The British Museum, embroiled in a high-profile theft scandal, is fending off restitution demands from several countries, with China most recently joining demands for the London institution to return improperly acquired art and artifacts held in its collection.
China published its formal request in the state-run English-language newspaper Global Times, listing some of the museum’s roughly 23,000 Chinese artifacts, including “Liao tri-colored luohan statues, ritual bronzes from the Shang and Zhou dynasties, stone buddhist sutra scrolls of the Wei and Jin dynasties, and other extremely valuable national treasures.”
“The vast majority of the British Museum’s huge collection of up to eight million items came from countries other than the U.K., and a significant portion of it was acquired through improper channels, even dirty and sinful means,” read the editorial.
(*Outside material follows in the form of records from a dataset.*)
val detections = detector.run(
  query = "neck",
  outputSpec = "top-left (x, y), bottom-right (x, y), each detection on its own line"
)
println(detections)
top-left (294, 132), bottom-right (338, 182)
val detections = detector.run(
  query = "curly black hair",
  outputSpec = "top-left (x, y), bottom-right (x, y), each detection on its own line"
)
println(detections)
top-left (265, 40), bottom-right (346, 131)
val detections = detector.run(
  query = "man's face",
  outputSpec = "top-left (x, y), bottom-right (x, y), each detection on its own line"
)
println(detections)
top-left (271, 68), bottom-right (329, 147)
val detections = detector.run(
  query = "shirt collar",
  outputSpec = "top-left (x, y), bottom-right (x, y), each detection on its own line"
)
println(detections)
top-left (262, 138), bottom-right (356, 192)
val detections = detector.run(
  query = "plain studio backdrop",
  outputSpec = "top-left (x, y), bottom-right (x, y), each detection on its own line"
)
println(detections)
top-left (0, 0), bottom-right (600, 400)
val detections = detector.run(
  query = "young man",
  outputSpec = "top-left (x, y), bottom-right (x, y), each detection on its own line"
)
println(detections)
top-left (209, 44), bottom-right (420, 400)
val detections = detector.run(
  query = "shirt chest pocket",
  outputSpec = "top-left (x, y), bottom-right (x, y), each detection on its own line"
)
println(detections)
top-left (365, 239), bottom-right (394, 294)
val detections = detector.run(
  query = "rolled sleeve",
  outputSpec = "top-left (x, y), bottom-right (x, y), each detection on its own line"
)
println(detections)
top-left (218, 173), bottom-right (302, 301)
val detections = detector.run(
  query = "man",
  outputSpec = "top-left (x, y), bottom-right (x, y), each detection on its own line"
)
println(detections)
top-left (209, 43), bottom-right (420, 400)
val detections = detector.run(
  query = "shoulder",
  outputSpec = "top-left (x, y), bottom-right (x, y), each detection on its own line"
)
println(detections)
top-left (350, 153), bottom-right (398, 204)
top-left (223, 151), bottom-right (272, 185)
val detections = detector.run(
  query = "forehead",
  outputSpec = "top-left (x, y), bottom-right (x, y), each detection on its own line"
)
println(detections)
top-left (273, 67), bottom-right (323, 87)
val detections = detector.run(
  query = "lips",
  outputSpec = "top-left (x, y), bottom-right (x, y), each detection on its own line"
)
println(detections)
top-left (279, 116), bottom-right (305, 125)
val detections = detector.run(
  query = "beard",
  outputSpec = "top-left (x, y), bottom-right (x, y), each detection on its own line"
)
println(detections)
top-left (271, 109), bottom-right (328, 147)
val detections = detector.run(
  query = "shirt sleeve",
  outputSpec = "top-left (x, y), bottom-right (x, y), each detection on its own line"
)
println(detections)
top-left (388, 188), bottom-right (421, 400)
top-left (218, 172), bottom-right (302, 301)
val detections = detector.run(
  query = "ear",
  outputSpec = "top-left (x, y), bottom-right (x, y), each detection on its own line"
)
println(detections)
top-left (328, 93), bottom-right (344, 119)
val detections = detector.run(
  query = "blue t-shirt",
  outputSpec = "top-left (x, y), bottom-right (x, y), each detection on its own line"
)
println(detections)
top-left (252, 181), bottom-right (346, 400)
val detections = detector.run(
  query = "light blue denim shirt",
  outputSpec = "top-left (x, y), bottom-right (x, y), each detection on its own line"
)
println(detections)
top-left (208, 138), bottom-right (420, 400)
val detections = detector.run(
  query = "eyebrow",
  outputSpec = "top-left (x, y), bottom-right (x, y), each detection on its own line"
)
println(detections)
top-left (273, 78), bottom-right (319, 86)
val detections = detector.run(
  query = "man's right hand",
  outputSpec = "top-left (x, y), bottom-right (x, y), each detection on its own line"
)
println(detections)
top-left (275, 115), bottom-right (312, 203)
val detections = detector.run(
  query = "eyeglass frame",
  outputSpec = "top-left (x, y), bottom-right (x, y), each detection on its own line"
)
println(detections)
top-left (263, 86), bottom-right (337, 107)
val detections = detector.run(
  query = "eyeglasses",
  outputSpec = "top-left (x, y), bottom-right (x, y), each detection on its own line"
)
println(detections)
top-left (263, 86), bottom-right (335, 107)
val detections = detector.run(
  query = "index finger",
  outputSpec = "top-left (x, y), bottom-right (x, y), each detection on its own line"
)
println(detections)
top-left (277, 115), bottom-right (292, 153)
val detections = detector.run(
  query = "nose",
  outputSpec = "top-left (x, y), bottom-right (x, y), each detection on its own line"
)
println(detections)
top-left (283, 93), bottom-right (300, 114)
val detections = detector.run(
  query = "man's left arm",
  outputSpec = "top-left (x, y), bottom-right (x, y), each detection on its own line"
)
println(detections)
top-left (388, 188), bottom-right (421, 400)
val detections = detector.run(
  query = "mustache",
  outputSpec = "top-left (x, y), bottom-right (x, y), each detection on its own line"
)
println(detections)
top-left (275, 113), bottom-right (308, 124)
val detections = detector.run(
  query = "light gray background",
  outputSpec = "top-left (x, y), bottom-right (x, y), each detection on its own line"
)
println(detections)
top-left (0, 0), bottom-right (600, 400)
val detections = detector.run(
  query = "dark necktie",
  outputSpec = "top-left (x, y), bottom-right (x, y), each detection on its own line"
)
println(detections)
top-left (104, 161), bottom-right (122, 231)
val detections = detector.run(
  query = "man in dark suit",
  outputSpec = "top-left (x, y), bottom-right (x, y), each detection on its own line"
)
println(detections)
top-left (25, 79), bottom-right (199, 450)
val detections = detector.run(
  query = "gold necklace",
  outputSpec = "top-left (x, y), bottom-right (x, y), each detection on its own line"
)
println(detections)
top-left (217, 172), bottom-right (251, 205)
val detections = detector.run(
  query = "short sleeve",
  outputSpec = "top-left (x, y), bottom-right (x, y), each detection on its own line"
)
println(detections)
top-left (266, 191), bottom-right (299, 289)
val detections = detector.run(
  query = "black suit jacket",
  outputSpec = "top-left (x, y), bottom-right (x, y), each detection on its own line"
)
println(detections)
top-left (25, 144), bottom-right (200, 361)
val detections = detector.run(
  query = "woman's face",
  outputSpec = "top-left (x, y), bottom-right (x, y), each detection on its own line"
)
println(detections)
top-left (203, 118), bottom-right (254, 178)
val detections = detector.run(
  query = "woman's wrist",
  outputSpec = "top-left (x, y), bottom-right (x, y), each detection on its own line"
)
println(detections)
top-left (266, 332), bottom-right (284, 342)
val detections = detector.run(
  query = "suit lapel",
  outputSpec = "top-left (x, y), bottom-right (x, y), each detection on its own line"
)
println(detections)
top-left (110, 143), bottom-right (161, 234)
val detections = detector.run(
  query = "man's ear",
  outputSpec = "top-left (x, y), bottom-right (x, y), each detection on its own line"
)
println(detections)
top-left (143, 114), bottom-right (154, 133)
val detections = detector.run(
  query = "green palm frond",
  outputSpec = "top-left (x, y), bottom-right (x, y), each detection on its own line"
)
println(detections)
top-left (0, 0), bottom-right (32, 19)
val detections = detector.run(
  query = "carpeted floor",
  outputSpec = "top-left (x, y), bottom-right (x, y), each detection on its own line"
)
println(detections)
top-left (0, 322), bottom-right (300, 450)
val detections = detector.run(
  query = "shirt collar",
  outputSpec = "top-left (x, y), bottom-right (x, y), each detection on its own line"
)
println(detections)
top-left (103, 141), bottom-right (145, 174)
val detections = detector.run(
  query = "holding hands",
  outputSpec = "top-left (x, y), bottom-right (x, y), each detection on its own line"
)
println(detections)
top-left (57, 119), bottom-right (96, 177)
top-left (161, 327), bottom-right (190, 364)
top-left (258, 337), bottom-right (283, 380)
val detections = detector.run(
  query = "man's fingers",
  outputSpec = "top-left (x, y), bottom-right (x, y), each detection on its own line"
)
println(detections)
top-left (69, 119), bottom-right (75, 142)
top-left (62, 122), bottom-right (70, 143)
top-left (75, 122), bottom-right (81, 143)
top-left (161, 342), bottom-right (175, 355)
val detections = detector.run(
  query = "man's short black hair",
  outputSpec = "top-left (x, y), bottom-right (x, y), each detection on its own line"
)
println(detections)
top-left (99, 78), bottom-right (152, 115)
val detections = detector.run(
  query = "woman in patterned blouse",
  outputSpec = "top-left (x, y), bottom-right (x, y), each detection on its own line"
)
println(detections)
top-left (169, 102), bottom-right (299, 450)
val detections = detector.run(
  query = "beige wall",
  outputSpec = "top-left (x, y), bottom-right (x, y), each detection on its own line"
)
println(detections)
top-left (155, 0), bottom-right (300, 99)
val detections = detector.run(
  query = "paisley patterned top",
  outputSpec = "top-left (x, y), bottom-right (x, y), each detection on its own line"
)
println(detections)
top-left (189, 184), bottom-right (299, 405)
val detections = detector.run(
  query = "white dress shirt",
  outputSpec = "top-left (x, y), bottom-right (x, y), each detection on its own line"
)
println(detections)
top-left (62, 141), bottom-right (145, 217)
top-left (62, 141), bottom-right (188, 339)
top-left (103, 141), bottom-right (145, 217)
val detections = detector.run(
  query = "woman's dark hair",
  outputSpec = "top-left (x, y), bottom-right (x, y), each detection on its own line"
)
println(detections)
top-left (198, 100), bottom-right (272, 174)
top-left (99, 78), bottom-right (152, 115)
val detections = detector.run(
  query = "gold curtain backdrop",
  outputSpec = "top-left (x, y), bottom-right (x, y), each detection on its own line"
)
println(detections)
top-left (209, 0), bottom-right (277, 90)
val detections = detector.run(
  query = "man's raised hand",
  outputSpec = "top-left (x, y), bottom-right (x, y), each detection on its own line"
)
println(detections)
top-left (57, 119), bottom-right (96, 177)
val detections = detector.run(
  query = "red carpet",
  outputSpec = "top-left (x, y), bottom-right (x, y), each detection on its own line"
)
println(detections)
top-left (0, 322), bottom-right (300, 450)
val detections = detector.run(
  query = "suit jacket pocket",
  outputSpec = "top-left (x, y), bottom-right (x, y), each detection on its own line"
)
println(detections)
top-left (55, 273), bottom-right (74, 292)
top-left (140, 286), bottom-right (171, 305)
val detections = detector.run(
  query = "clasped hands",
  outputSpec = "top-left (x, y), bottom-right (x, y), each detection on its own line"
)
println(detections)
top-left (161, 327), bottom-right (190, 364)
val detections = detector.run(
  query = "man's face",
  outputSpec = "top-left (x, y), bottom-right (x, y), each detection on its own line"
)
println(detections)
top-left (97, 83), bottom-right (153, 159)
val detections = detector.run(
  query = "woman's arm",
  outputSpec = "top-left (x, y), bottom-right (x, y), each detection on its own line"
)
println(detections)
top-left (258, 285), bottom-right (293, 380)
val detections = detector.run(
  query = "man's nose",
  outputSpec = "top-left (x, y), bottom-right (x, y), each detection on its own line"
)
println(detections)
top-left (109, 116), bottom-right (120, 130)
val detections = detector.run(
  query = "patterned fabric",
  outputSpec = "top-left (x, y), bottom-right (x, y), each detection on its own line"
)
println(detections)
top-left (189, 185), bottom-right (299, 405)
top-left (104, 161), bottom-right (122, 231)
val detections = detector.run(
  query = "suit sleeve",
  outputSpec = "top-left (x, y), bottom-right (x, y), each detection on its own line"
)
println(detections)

Calls for restitution from the British Museum have been strengthened in recent weeks in the wake of the revelation that an employee appears to have been stealing nearly 2,000 objects from the museum’s collection—including gold jewelry and semi-precious stones—and selling them on eBay. (Because many of the targeted artifacts were uncatalogued, the full extent of the theft may never be known.)
The museum has fired Peter John Higgs, its senior curator for Greek and Roman art, who is believed to be responsible for the thefts. Hartwig Fischer, the institution’s director, has since resigned his post, ahead of schedule, in response to the scandal.
The British Museum has long held that it is better equipped than other nations with less well-endowed institutions to safeguard historic artifacts—but that such a large-scale inside job went undetected for so long gives countries like Nigeria and Greece added ammunition in their battles for restitution of the Benin Bronzes and the Parthenon Marbles, respectively.
“It’s shocking to hear that the countries and museums that have been telling us that the Benin Bronzes would not be secure in Nigeria, have thefts happening there,” Abba Isa Tijani, director of Nigeria’s National Commission for Museums and Monuments, told Sky News.
“When this happens from within, beyond any moral and criminal responsibility, a major question arises regarding the credibility of the museum organization itself,” Greece’s Minister of Culture, Lina Mendoni, told Greek newspaper To Vima.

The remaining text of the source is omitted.